Prediction is met and the battle axe interpretation appears less valid than typical choanal grinding as performed by modern carcass rendering birds (new & old world vultures/petrels) which I first discussed here.

*It should also not go unnoticed, per my previous post theorizing on the mechanical stress relief of theropod head crests/ridges/lacrimal crests that the surparorbital ridges maintain some of the most "blue" areas confirming the mechanical advantage I ascribed them.
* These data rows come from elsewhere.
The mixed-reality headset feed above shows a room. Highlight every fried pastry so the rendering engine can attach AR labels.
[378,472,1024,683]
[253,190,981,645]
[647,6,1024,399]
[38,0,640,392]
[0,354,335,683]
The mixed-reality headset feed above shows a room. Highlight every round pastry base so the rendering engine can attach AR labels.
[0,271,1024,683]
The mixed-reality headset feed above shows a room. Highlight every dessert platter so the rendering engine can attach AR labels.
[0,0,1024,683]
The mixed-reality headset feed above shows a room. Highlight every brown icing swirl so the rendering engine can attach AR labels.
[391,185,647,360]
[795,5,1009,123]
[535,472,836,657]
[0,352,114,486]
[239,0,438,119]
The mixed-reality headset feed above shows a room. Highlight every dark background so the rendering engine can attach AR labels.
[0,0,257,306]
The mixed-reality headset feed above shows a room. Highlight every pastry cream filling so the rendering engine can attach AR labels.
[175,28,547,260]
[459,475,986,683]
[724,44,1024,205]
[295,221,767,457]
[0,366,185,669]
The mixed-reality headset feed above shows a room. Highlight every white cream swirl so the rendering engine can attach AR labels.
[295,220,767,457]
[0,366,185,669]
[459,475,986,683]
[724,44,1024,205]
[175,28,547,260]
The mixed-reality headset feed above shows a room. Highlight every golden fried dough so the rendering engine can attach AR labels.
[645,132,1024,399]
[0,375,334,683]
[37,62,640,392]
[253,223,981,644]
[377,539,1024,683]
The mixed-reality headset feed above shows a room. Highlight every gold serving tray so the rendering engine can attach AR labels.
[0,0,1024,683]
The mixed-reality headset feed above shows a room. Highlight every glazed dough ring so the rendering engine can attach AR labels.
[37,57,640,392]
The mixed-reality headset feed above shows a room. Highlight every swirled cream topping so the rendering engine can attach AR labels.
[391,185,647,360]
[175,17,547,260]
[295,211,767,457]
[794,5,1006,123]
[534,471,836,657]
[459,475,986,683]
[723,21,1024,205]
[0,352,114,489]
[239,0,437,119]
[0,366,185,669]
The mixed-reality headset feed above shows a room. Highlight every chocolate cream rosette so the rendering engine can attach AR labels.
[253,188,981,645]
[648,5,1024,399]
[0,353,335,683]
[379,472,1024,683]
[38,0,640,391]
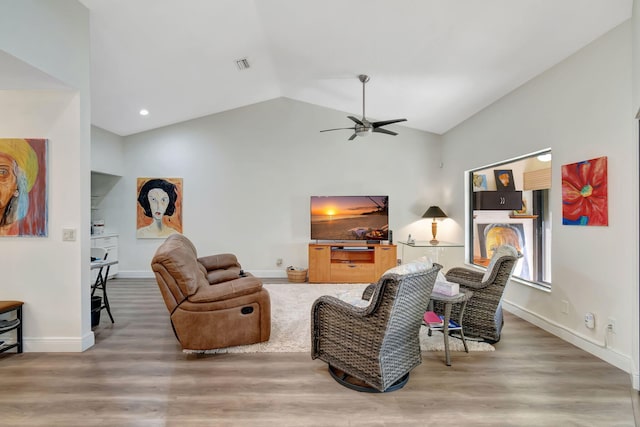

Here are some other problems with the battle axe interpretation:

1) Lack of a modern analogue. If this method of prey acquisition is adaptive we should expect to see at least a few of the 10,000 or so birds in the world evolve some type of analogous prey capture technique. But they are lacking.

2) Difficulty striking a moving, struggling prey item with precision. To kill an animal with a precise blow to the back of the skull or neck as suggested in this method is likely more difficult than assumed. Felids have to grapple and restrain prey in order to initiate their precise biting mechanism. Repeated blows to kill larger prey items seems problematic too as such hooked tips tend to gouge into and get caught in flesh rather than cut through items.  We know this due to recent functional tests on the "sickle" claws of dromaeosaurid theropods working more as hooks than slicers. Additionally if a phorusrhacid gets entangled with a large prey item in this manner it is now in danger of sustaining destructive lateral forces from said prey struggling.

3) Dubious depth perception capabilities. For the head to swing back and then into a prey item it is hard to imagine how the phorusrhacid's eyes can stay trained on the prey - especially to hit precise targets such as the back of the skull, vertebral articulation ete etc. If I were to play creator for a second and wanted to design a bird that could pull off this killing technique I would make a sort of composite heron/woodpecker design. Exquisite depth perception, reinforced skull, straight and pointed bill for precise powerful blows. Phorusrhachid skull design is more similar to other carcass rendering birds and extinct theropods and most likely suggests that it fed in a similar fashion.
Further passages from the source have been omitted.